What happens to these traumatized children, ripped from their parents in an alien country? The Office of Refugee Resettlement had attempted to place them with relatives or family friends in the U.S. A new federal policy, however, allows federal agents to check the immigration status of those who offer to host children. Undocumented family and friends, fearing deportation, are shying away from taking these children.

Children are being sent across the U.S., landing in temporary shelters, detention facilities, military bases, and foster care by a system that is stretched beyond capacity. U.S. Sen. Jeff Merkley, D-Oregon, recently exposed the deplorable conditions of children being warehoused in Texas, forced to sleep in what Merkley describes as metal “cages,” without even a mattress. There have been reports of child trafficking, children being deported and children disappearing.

A recent American Civil Liberties Union report documents hundreds of claims of verbal, physical and sexual abuse of unaccompanied children by border patrol agents. Children have been denied necessary medical care, received inadequate food and water, and been subjected to misogynistic and xenophobic taunts and threats. Tasers have been used on young children. A girl in a holding cell was told by an agent, “You’re the garbage that contaminates this country.”

There is little effort to reunite parents and children, despite the fact that many parents plead guilty when brought to court, convinced by their lawyers that it’s the only chance they have to get their children back. Most who plead guilty are released, having been sentenced for time already served.

Imagine searching for your child in a country where you don’t speak the language, have no money, and don’t know how the system works.
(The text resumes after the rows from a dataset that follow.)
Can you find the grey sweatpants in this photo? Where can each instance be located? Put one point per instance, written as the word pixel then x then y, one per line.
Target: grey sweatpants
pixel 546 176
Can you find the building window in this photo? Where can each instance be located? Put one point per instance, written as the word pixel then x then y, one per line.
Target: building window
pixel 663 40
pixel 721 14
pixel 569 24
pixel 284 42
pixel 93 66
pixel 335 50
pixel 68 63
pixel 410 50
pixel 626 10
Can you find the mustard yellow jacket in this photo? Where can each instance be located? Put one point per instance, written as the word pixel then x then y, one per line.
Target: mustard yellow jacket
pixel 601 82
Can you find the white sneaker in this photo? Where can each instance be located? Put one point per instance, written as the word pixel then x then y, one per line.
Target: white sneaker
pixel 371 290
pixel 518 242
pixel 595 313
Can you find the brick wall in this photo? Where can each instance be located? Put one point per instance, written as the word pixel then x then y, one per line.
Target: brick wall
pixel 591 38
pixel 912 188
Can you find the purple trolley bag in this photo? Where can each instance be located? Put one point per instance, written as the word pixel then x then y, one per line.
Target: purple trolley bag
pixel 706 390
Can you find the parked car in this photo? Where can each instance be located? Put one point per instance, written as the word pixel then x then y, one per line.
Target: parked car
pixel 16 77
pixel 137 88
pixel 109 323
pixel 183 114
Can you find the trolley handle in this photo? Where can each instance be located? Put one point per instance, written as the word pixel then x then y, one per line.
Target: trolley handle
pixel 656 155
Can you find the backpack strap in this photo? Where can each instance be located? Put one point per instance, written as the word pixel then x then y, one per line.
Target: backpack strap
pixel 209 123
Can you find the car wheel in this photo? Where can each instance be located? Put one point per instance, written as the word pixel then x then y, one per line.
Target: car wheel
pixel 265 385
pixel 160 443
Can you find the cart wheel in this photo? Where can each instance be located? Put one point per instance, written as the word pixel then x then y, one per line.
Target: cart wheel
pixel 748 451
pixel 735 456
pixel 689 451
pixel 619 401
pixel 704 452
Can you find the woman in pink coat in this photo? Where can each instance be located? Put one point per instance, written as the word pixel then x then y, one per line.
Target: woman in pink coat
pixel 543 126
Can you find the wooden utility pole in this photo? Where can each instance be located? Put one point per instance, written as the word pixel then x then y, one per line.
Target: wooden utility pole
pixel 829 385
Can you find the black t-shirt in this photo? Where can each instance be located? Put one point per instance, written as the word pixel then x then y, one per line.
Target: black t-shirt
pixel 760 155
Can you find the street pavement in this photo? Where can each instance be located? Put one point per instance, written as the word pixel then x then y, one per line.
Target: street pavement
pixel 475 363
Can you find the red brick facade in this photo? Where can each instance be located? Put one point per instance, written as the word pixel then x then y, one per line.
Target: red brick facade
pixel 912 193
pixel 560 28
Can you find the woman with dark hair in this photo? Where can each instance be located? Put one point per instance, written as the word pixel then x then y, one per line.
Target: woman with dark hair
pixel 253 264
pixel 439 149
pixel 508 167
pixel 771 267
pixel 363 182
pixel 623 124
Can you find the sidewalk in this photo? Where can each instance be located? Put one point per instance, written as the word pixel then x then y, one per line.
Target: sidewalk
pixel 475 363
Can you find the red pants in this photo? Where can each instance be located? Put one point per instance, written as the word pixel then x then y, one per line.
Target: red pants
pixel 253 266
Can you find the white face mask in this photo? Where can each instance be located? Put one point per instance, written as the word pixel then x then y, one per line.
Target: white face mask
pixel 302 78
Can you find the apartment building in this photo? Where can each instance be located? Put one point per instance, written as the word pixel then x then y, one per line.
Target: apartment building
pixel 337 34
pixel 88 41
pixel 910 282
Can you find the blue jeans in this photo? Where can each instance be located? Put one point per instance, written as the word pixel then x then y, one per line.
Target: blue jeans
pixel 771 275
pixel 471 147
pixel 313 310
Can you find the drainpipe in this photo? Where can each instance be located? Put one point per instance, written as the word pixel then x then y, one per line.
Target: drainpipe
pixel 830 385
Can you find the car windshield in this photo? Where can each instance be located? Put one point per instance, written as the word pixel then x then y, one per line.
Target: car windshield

U.S. Rep. PramilaJayapal, D-Washington, visited a federal prison, where women reported that border patrol agents told them, “their families would not exist anymore,” and that they would “never see their children again.”

How many Central American children, wrenched from the arms of their mothers and fathers, will disappear, like my cousin Nurit? How many families will never recover from years of trauma, compounded by the anguish endured in the country they believed would save them?

How many end up like the distraught Honduran father, separated from his wife and 3-year-old son, who suicided in a Texas jail cell, or the parents deported back to their home countries without their children?

Our government uses children as a weapon in a relentless war against brown-skinned people. We must stop these crimes against humanity. Neta (netargv.com) is helping asylum seekers at points of entry in the Rio Grande Valley. The Texas Civil Rights Project (texascivilrightsproject.org/) and the ACLU have filed suit on behalf of parents separated from their children at the U.S. border. The Refugee and Immigrant Center for Education and Legal Services (https://actionnetwork.org/fundraising/bondfund) has a bond fund to enable Immigration and Customs Enforcement detainees to be released to search for their children. All these organizations are in urgent need of donations.

This Wednesday, June 20, is World Refugee Day. Don’t just say this is terrible. Do something!